The classic workaround was to add the module back with --add-modules java.xml.bind. Since it's just a trial import (see patch), you can instead use the workaround suggested in the error message (--allow-incomplete-classpath) and it'll work fine. The downside is this moves all errors to runtime. There's a Graal ticket for a more precise command line argument limiting the suppressed error to that class. I'm confident there's already a way to express this in Graal command line arguments, but I haven't tried to figure out the right incantation yet.

Single binary TLS!

Once you fix the above issue with clj-http-lite, as long as you enable the TLS subsystem (--enable-https), you'll just get single-binary HTTPS with libsunec.so under the hood, meaning I can finally close #1336.

Example project

I updated cljurl-graalvm-demo if you want to try any of this at home. If you're on Linux and want to debug the TLS issues, I wrote nscap specifically for this purpose. It leverages Linux namespaces to elegantly capture network traffic for a single process. You can then throw the resulting PCAP into e.g. wireshark.

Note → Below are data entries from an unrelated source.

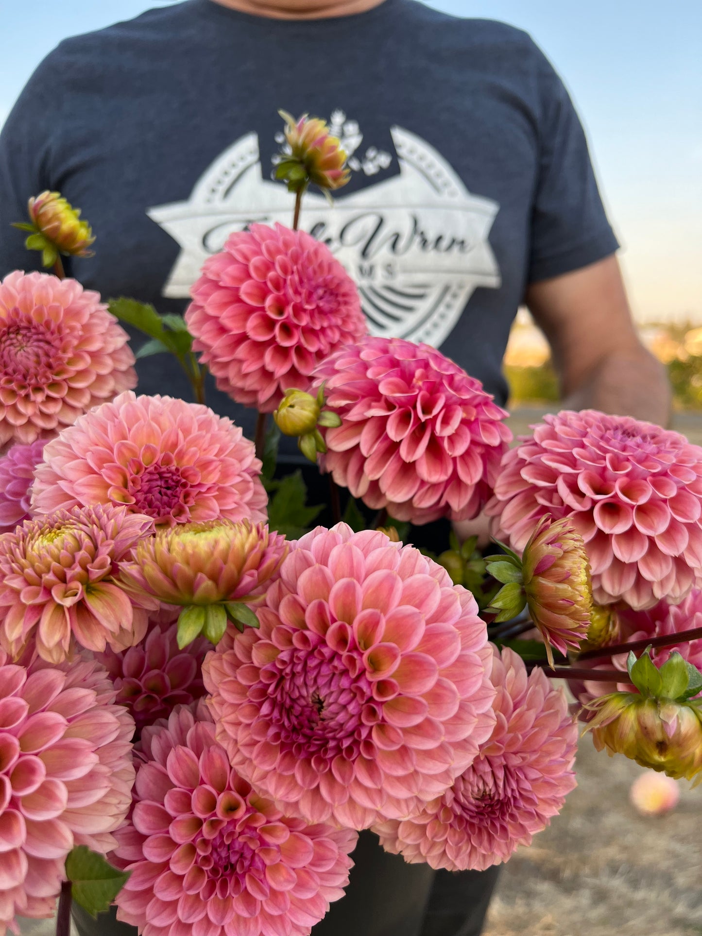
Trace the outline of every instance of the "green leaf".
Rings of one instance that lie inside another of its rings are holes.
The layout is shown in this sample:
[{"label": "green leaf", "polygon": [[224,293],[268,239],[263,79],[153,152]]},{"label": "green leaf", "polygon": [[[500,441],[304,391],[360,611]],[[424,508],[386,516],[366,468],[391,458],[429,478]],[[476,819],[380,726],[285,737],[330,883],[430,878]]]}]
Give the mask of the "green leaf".
[{"label": "green leaf", "polygon": [[144,342],[134,357],[138,359],[139,358],[150,358],[153,354],[166,354],[168,350],[164,343],[159,341],[158,338],[150,338],[148,342]]},{"label": "green leaf", "polygon": [[[237,630],[243,634],[244,627],[259,628],[260,622],[255,611],[252,611],[248,605],[243,605],[240,601],[225,602],[225,608],[230,621],[233,621]],[[220,637],[221,639],[221,637]]]},{"label": "green leaf", "polygon": [[91,916],[107,913],[129,878],[129,871],[113,868],[101,855],[77,845],[66,859],[71,897]]},{"label": "green leaf", "polygon": [[354,533],[360,533],[361,530],[366,529],[366,519],[353,497],[349,497],[346,502],[342,519],[344,523],[348,523]]},{"label": "green leaf", "polygon": [[178,646],[181,650],[202,633],[207,615],[200,605],[188,605],[178,618]]},{"label": "green leaf", "polygon": [[227,630],[227,611],[224,605],[208,605],[205,608],[205,625],[202,634],[210,643],[216,645]]},{"label": "green leaf", "polygon": [[288,539],[300,539],[309,531],[324,505],[307,506],[307,488],[300,470],[280,481],[269,482],[269,490],[274,491],[268,505],[269,529],[285,534]]}]

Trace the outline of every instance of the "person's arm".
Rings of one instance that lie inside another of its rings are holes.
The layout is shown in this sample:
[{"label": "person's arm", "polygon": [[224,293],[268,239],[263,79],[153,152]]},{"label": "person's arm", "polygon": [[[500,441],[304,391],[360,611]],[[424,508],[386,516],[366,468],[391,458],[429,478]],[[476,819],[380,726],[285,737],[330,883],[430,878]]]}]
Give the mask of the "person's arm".
[{"label": "person's arm", "polygon": [[564,407],[667,423],[665,372],[636,334],[614,256],[533,283],[526,303],[551,345]]}]

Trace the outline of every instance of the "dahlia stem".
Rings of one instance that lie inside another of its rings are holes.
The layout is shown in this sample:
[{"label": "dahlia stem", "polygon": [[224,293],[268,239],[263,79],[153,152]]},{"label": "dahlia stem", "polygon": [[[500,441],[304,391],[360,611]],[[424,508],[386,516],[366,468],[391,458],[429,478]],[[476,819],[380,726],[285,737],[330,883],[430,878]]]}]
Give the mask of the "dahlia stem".
[{"label": "dahlia stem", "polygon": [[578,655],[578,660],[592,660],[597,657],[616,656],[618,653],[628,653],[630,650],[646,650],[647,647],[672,647],[689,640],[702,637],[702,627],[693,627],[689,631],[679,634],[664,634],[660,637],[642,637],[640,640],[631,640],[629,643],[612,644],[611,647],[597,647],[595,650],[586,650]]},{"label": "dahlia stem", "polygon": [[256,436],[254,437],[254,442],[256,443],[256,457],[263,461],[263,455],[266,451],[266,423],[268,422],[268,413],[259,413],[258,418],[256,421]]},{"label": "dahlia stem", "polygon": [[56,936],[70,936],[71,932],[71,883],[61,885],[58,912],[56,913]]},{"label": "dahlia stem", "polygon": [[329,506],[331,507],[331,519],[334,523],[340,523],[342,519],[342,505],[339,502],[339,489],[336,482],[329,475]]}]

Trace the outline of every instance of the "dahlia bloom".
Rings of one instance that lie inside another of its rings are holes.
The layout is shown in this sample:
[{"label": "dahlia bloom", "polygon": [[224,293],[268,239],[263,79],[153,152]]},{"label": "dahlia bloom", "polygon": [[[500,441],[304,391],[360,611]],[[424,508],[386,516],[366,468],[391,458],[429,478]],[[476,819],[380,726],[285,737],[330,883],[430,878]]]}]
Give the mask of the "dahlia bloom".
[{"label": "dahlia bloom", "polygon": [[207,406],[123,393],[44,449],[32,507],[126,505],[157,524],[266,519],[253,443]]},{"label": "dahlia bloom", "polygon": [[203,718],[180,707],[142,736],[117,918],[149,936],[306,936],[344,896],[357,836],[283,815]]},{"label": "dahlia bloom", "polygon": [[100,652],[124,650],[146,632],[144,607],[114,582],[120,563],[148,534],[148,517],[124,507],[74,507],[25,520],[0,536],[0,646],[18,659],[33,641],[61,663],[74,641]]},{"label": "dahlia bloom", "polygon": [[339,523],[294,543],[202,668],[217,739],[287,815],[365,828],[440,796],[494,722],[470,592],[411,546]]},{"label": "dahlia bloom", "polygon": [[488,513],[519,550],[545,514],[586,543],[598,605],[674,604],[702,585],[702,448],[595,410],[544,417],[508,452]]},{"label": "dahlia bloom", "polygon": [[478,513],[512,438],[480,381],[428,344],[373,337],[314,375],[342,419],[324,459],[337,484],[412,523]]},{"label": "dahlia bloom", "polygon": [[374,830],[410,864],[485,870],[531,844],[576,786],[578,728],[563,690],[540,669],[527,676],[511,650],[493,648],[497,722],[473,765],[417,816]]},{"label": "dahlia bloom", "polygon": [[153,615],[146,637],[137,647],[119,652],[108,647],[97,656],[112,680],[117,702],[132,715],[137,735],[168,718],[177,705],[189,705],[205,695],[201,667],[211,645],[196,639],[180,650],[177,617],[170,610]]},{"label": "dahlia bloom", "polygon": [[28,668],[0,651],[0,934],[48,917],[74,845],[106,855],[131,803],[134,722],[94,660]]},{"label": "dahlia bloom", "polygon": [[353,280],[304,231],[251,225],[205,261],[185,321],[193,348],[237,402],[272,413],[314,367],[367,331]]},{"label": "dahlia bloom", "polygon": [[29,519],[30,488],[43,451],[44,440],[37,439],[31,446],[13,446],[0,459],[0,534],[11,533]]},{"label": "dahlia bloom", "polygon": [[128,335],[96,292],[16,270],[0,283],[0,446],[46,439],[137,384]]}]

What I'd still love to see in native-image

The compiler is slow. It's in the range of rustc speed: typically faster than C++, certainly slower than Go. It eats a lot of RAM. It's fine because I don't iterate on the binary version. I develop Clojure apps targeting native-image as if they're normal Clojure apps and then eventually run some end-to-end tests on the binary. But you knocked out my #1 feature so now I have a new one 😊

Corrections

I previously thought/posted that the locking macro (CLJ-1472) problems appear to be gone or at least reduced, but I have been unable to consistently reproduce that and others have reported no change.